= Kasper Franck =

German theologian and controversialist

Kasper Franck (2 November 1543 – 12 March 1584) was a German theologian and controversialist.

==Life==
Kasper Franck was born in Ortrand, Saxony. His parents were Lutherans, and he was initially a Protestant minister and preacher. Ladislaus von Fraunberg, Count of Haag (de) (1505–1566), who had recently introduced the reformed faith into his province, invited him to his court. The premature death, however, of Ladislaus prevented Franck from carrying out the proposed plans of reform.

Albert V, Duke of Bavaria, the successor of Ladislaus, resolved to restore the Catholic religion, and called in the convert and preacher, Martin Eisengrein. His intercourse with Eisengrein led Franck to an eventual conversion to Catholicism.

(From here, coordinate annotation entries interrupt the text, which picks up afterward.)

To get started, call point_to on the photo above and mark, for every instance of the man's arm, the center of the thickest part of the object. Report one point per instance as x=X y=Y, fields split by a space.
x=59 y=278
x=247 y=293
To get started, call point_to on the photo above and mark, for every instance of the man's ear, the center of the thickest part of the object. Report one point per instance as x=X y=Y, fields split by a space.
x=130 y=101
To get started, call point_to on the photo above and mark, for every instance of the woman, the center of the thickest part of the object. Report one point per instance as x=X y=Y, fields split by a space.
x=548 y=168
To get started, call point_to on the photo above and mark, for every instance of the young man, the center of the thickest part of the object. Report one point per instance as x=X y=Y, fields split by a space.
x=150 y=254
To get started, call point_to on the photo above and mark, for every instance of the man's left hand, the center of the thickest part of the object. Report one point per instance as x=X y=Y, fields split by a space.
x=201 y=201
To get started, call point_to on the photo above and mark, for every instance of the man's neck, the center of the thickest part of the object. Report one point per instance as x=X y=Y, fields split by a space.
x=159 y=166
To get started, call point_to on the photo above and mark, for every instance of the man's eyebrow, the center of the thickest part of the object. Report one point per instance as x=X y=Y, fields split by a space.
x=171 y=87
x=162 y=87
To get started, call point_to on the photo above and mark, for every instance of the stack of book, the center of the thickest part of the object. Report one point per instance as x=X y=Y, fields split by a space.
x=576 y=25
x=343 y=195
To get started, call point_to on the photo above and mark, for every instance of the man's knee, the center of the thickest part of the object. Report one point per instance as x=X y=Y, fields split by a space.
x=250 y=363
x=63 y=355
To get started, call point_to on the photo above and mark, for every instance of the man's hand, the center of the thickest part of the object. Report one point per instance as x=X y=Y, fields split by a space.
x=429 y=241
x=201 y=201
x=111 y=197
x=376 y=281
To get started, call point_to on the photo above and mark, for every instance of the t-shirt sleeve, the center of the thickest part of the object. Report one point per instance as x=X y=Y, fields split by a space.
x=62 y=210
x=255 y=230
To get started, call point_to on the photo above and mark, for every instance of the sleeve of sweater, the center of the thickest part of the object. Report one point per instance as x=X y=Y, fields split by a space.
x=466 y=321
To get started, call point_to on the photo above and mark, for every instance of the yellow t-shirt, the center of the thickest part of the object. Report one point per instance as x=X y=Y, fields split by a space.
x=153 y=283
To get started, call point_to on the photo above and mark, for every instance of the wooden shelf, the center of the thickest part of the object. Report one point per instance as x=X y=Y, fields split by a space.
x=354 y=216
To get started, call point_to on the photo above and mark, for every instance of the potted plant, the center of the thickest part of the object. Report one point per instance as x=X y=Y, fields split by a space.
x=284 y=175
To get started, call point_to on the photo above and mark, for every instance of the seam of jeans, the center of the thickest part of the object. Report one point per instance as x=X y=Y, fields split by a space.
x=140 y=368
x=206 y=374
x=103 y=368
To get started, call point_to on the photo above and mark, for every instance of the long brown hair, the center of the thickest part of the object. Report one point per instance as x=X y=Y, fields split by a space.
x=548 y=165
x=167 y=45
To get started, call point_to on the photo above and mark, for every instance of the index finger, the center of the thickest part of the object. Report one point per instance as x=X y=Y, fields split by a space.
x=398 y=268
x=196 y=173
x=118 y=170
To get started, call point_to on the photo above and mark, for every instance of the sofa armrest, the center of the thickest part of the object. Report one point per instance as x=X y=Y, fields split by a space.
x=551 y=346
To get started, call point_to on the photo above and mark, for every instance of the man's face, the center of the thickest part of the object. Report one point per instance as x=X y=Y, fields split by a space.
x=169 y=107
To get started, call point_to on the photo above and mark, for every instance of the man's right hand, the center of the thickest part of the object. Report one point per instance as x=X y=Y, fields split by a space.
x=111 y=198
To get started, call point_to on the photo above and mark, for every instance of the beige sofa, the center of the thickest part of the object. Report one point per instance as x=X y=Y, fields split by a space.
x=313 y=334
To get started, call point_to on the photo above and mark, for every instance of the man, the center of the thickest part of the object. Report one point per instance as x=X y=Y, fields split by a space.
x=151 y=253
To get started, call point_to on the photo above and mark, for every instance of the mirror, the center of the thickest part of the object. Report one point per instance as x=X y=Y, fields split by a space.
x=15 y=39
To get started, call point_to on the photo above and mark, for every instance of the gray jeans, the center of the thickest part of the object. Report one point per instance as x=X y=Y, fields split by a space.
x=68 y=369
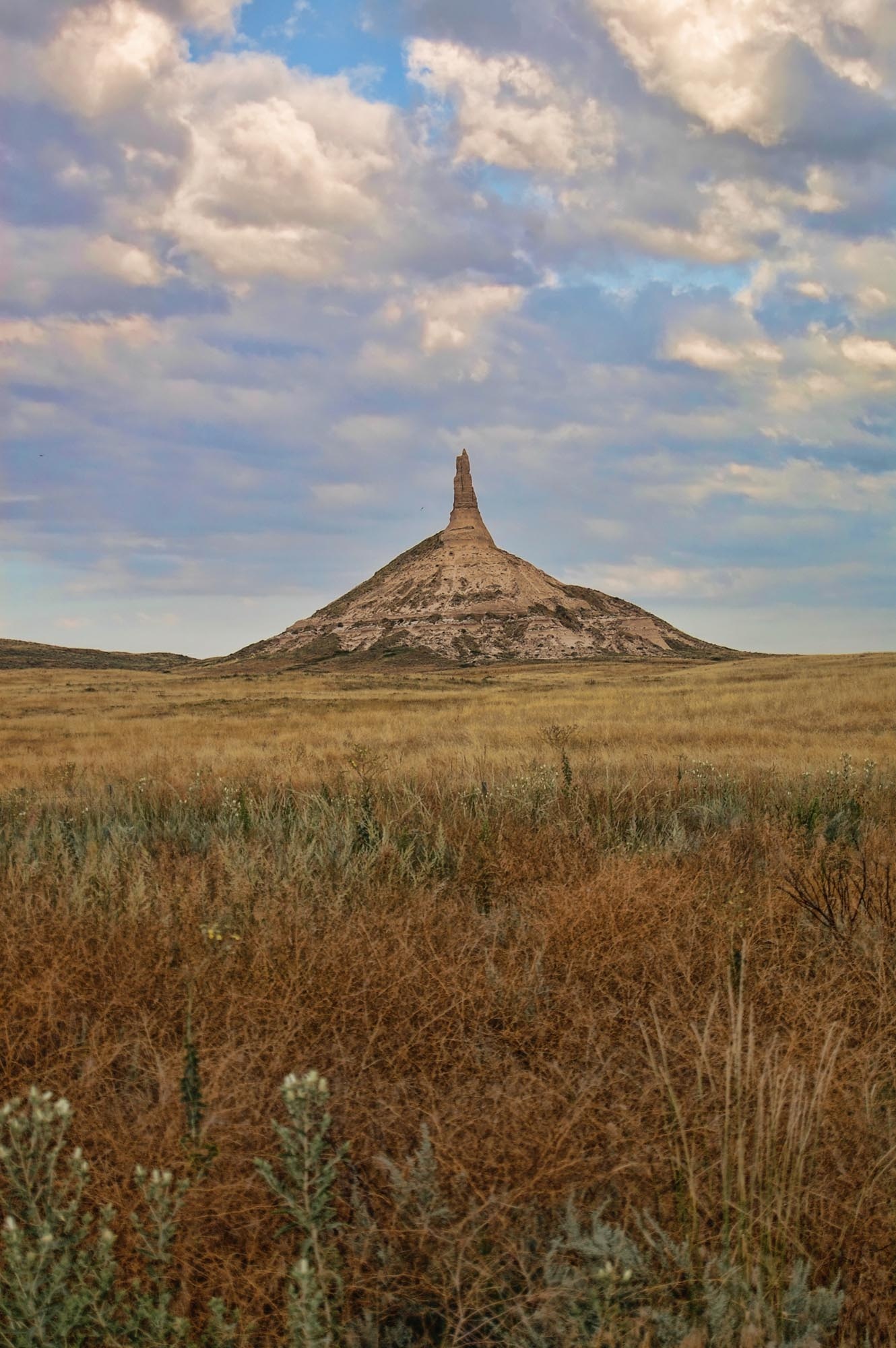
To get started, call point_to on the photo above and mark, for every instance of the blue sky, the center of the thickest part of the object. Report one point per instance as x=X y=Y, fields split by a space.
x=273 y=265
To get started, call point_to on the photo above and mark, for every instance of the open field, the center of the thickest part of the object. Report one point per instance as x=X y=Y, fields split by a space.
x=561 y=917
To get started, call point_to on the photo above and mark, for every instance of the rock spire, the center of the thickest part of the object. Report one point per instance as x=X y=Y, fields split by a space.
x=466 y=524
x=456 y=598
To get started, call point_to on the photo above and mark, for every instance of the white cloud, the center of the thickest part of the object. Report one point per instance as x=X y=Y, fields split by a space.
x=798 y=483
x=812 y=289
x=131 y=265
x=453 y=316
x=282 y=169
x=872 y=353
x=108 y=55
x=723 y=60
x=513 y=113
x=708 y=353
x=608 y=530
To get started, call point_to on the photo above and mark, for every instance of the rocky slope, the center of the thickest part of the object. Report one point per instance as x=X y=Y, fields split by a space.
x=460 y=598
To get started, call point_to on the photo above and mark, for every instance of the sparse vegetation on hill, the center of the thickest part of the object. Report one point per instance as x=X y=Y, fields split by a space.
x=21 y=656
x=604 y=952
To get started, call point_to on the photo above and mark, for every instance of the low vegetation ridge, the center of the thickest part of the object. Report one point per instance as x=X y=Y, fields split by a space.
x=20 y=656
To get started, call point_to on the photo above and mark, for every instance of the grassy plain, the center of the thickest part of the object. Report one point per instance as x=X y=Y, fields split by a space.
x=549 y=913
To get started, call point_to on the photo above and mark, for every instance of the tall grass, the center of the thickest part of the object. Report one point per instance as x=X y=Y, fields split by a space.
x=572 y=983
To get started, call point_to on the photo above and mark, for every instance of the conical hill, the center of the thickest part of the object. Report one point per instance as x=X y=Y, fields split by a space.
x=459 y=598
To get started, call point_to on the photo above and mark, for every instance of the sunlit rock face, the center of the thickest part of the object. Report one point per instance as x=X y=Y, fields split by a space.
x=460 y=598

In 1566, he matriculated at the University of Ingolstadt, devoted himself to the study of the Church Fathers and the early Christian Church, and on 25 January 1568, made a formal profession of the Catholic faith. Albert recognized in him as a man of great usefulness and obtained from Pope Pius V a dispensation to have him ordained a priest.

Before beginning his missionary labours, he published a work setting forth the reasons and justification of his return to the ancient faith. His efforts in Haag and Kraiburg were crowned with success.

In 1572, he was again in the University of Ingolstadt, pursuing his theological studies and the following year he was appointed its rector, which office he again held later for several consecutive terms. On the occasion of the Jubilee in 1575, he set out for Rome, won at Siena a doctorate in theology, and shortly afterwards Pope Gregory XIII conferred on him the titles of Prothonotary Apostolic and Comes Lateranensis.

He died at Ingolstadt.

==Works==
His polemical writings manifest care and an intimate familiarity with patristic literature. Among them are:

- Brevis et Pia Institutio de puro verbo Dei et clara S. Evangelii luce (Ingolstadt, 1571);
- Tractatus de ordinaria, legitima et apostolica vocatione sacerdotem et concionatorum, etc. (Inglolstat, 1571);
- Casperis Franci de externo, visibili et hiearchico, Ecclesiae Catholicae sacerdotio, (Cologne, 1575);
- Catalogus haereticorum (Ingolstadt, 1576);
- Explicatio totius historiae Passionis et Mortis Domini, etc. (Inglolstat, 1572);
- Fundamentum Catholicae Fidei contra Schmidelin (Ingolstadt, 1578).